Ik ga door op de grond voor zelfbescherming voor Turkije. De Minister zegt dat er aanslagen zijn geweest in Turkije. Er zijn inderdaad aanslagen geweest in Ankara en elders. Maar dat is op Turks grondgebied geweest en dat is ook alweer een tijdje geleden. Er zijn aanslagen in Londen geweest, in Madrid, in Parijs, maar dat is dan toch nog geen grond om een zelfbeschermingsmaatregel te nemen? Welke grond bedoelt de Minister? Ik heb de brief gelezen. Daarin zegt hij ook dat er gronden zijn en heeft hij begrip voor die zelfbescherming. Het kan toch niet zijn dat die gronden gebaseerd zijn op aanslagen die eerder gepleegd zijn door ISIS maar ook door de PKK? Dat zijn niet zozeer gronden die veroorzaakt worden door aanslagen op Syrisch grondgebied.

Dan de proportionaliteit die de Minister noemt. Er zijn burgerslachtoffers gevallen. Turkije heeft de grondtroepen grensoverschrijdend ingezet. Dat schrijft de Minister ook in zijn brief. Voldoet de inzet van Turkije aan het criterium van proportionaliteit in artikel 51, zoals de Minister die in zijn brief beschrijft?

Minister Zijlstra:

Dat zijn twee vragen. Eerst de grond. Er is naar ik hoop geen discussie over het feit dat er aanslagen zijn geweest. Wat betreft het bewijs gaat het over de link tussen de door de Turken geclaimde 700 aanvallen/aanslagen die daar hebben plaatsgevonden en het gebied waar de Turken de aanval op gericht hebben, Afrin. Tijdens het vragenuur heb ik al aangegeven dat er sterke banden lijken te zijn – laat ik het omfloerst zeggen – tussen de YPG en de PKK. Zoals de Kamer weet is de PKK een ook door Nederland op de terroristenlijst geplaatste organisatie. Dat zijn geen lieverdjes. Vanuit dat gegeven, 700 claims van aanvallen en het gelieerd zijn met de PKK, kun je niet vanaf dag één zeggen dat Turkije een hopeloze exercitie heeft gedaan.
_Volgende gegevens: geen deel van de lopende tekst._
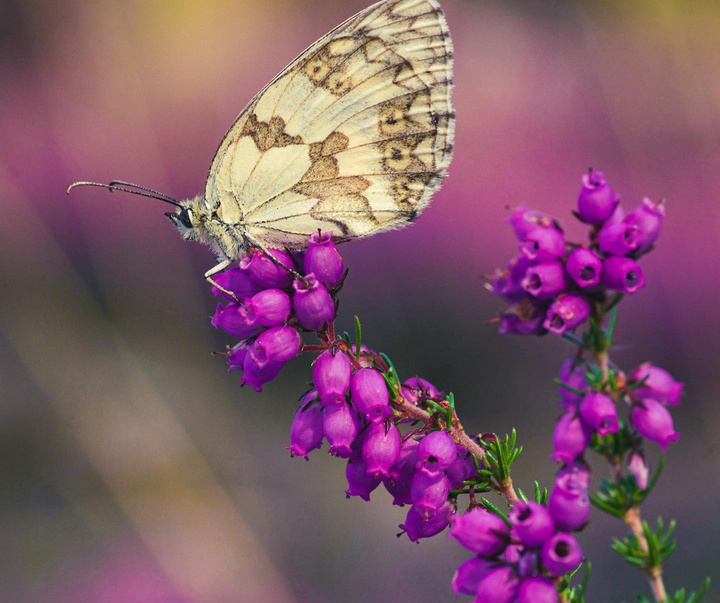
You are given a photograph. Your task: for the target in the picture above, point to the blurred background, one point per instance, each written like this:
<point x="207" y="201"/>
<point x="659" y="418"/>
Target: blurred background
<point x="134" y="469"/>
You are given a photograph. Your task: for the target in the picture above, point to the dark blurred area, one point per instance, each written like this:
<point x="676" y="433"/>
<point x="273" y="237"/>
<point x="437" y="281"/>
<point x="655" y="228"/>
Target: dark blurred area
<point x="133" y="469"/>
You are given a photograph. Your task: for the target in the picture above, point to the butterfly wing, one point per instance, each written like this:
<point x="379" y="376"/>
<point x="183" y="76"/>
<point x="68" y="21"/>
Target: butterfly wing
<point x="353" y="137"/>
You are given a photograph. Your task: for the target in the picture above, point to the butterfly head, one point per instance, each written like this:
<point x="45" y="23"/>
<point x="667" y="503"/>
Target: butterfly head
<point x="196" y="222"/>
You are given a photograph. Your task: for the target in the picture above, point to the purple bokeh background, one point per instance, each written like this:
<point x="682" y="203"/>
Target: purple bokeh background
<point x="134" y="469"/>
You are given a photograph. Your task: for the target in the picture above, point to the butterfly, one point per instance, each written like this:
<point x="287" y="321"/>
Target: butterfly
<point x="353" y="137"/>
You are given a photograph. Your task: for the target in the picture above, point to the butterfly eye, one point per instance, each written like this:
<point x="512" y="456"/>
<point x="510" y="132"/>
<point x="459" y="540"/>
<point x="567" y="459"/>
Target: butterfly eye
<point x="185" y="217"/>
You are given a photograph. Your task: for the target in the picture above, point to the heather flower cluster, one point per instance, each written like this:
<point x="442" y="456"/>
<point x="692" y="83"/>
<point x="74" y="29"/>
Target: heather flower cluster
<point x="555" y="285"/>
<point x="518" y="559"/>
<point x="270" y="303"/>
<point x="406" y="436"/>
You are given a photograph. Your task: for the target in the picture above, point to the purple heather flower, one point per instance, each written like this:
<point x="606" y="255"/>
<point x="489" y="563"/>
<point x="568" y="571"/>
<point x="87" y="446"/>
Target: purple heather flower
<point x="545" y="280"/>
<point x="638" y="468"/>
<point x="277" y="344"/>
<point x="523" y="220"/>
<point x="654" y="422"/>
<point x="573" y="375"/>
<point x="236" y="355"/>
<point x="598" y="411"/>
<point x="462" y="468"/>
<point x="418" y="526"/>
<point x="256" y="375"/>
<point x="597" y="200"/>
<point x="428" y="492"/>
<point x="566" y="312"/>
<point x="537" y="589"/>
<point x="481" y="532"/>
<point x="306" y="431"/>
<point x="341" y="426"/>
<point x="323" y="260"/>
<point x="543" y="245"/>
<point x="648" y="218"/>
<point x="238" y="281"/>
<point x="619" y="238"/>
<point x="498" y="585"/>
<point x="370" y="395"/>
<point x="417" y="390"/>
<point x="332" y="372"/>
<point x="584" y="267"/>
<point x="380" y="448"/>
<point x="658" y="384"/>
<point x="400" y="480"/>
<point x="569" y="503"/>
<point x="229" y="318"/>
<point x="312" y="303"/>
<point x="508" y="283"/>
<point x="532" y="523"/>
<point x="267" y="308"/>
<point x="436" y="452"/>
<point x="561" y="554"/>
<point x="622" y="274"/>
<point x="570" y="438"/>
<point x="468" y="574"/>
<point x="361" y="482"/>
<point x="266" y="273"/>
<point x="524" y="318"/>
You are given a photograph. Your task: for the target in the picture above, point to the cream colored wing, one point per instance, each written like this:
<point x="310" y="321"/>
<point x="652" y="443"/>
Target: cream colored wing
<point x="353" y="137"/>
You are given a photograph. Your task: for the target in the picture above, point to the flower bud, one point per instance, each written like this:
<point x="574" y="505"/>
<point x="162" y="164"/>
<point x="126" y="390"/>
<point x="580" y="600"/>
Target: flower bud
<point x="570" y="438"/>
<point x="561" y="554"/>
<point x="598" y="411"/>
<point x="436" y="452"/>
<point x="229" y="318"/>
<point x="654" y="422"/>
<point x="543" y="245"/>
<point x="401" y="473"/>
<point x="340" y="425"/>
<point x="620" y="238"/>
<point x="523" y="220"/>
<point x="323" y="260"/>
<point x="481" y="532"/>
<point x="658" y="384"/>
<point x="622" y="274"/>
<point x="237" y="281"/>
<point x="312" y="303"/>
<point x="331" y="373"/>
<point x="417" y="525"/>
<point x="266" y="273"/>
<point x="569" y="503"/>
<point x="648" y="218"/>
<point x="268" y="308"/>
<point x="360" y="482"/>
<point x="584" y="267"/>
<point x="380" y="449"/>
<point x="306" y="431"/>
<point x="277" y="344"/>
<point x="429" y="492"/>
<point x="545" y="280"/>
<point x="597" y="200"/>
<point x="370" y="395"/>
<point x="566" y="312"/>
<point x="532" y="523"/>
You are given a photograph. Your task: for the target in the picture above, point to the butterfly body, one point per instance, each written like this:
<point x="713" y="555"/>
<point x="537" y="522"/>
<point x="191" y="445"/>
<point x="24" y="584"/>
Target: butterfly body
<point x="353" y="137"/>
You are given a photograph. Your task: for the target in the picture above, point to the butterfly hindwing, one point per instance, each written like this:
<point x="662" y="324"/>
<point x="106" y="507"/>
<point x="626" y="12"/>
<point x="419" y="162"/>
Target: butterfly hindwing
<point x="354" y="136"/>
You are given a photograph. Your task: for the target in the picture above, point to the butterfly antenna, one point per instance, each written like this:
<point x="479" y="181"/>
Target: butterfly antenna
<point x="128" y="187"/>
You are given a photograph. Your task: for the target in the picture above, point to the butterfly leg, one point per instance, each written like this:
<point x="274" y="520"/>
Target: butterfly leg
<point x="222" y="264"/>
Vervolgens kom je op de bewijsvraag. Grond en bewijs zijn twee verschillende dingen. De Turken zullen het aan moeten geven. Komen die 700 claims uit Afrin? Het kan ook zijn dat die ergens anders vandaan komen en dan is er vanuit artikel 51 geen rechtvaardiging om Afrin aan te vallen. Dat moeten ze aangeven, en dat is tot op heden onvoldoende gebeurd. Ik weet niet meer wie van de commissieleden het zei, maar Turkije heeft recent in de media een aantal dingen over aanvallen naar voren gebracht nadat de Turken hadden aangevallen. Dat ze terugschieten is niet zo gek, maar dat is geen rechtvaardiging. Het gaat om de situatie die aanleiding was tot de Turkse actie en daar is tot op heden onvoldoende bewijs voor aangeleverd.

Proportionaliteit. We hebben te maken met een feitelijk oorlogsgebied en het is altijd erg lastig om daar objectieve informatie uit te krijgen, zeker gezien het feit dat de Turkse overheid erg haar best doet om de feitelijke weergave van wat er gebeurt te verhullen. Sommige leden hebben dat ook aangegeven. Iedereen die kritiek levert, is opgepakt. Dat veroordelen wij. Ik heb er geen enkele moeite mee om dat te zeggen. Er lijkt naast deze, wat ik maar even noem, grondoorlog ook een soort mediaoorlog gaande te zijn waarbij er door de Turkse overheid een veel groter beeld wordt geschapen van wat zij daar aan het doen is, dan we uit de geringe informatie kunnen concluderen. Dus wat gebeurt er nou echt? Dat is het tegengestelde en dat hebben we ook richting de Turken aangegeven. Als je afgaat op de woorden van de Turkse autoriteiten, bijvoorbeeld van president Erdogan dat hij Manbij gaat aanvallen, dan is dat geen bewijsvoering in hun voordeel. Er is echter een groot verschil tussen woorden en wat er gebeurt. Uiteindelijk zullen wij een land op de feitelijkheden moeten beoordelen. Daar hebben we niet alle informatie voor. Dat is frustrerend, niet alleen voor u maar ook voor ons, want hoe meer informatie, hoe makkelijker het besluit te nemen is.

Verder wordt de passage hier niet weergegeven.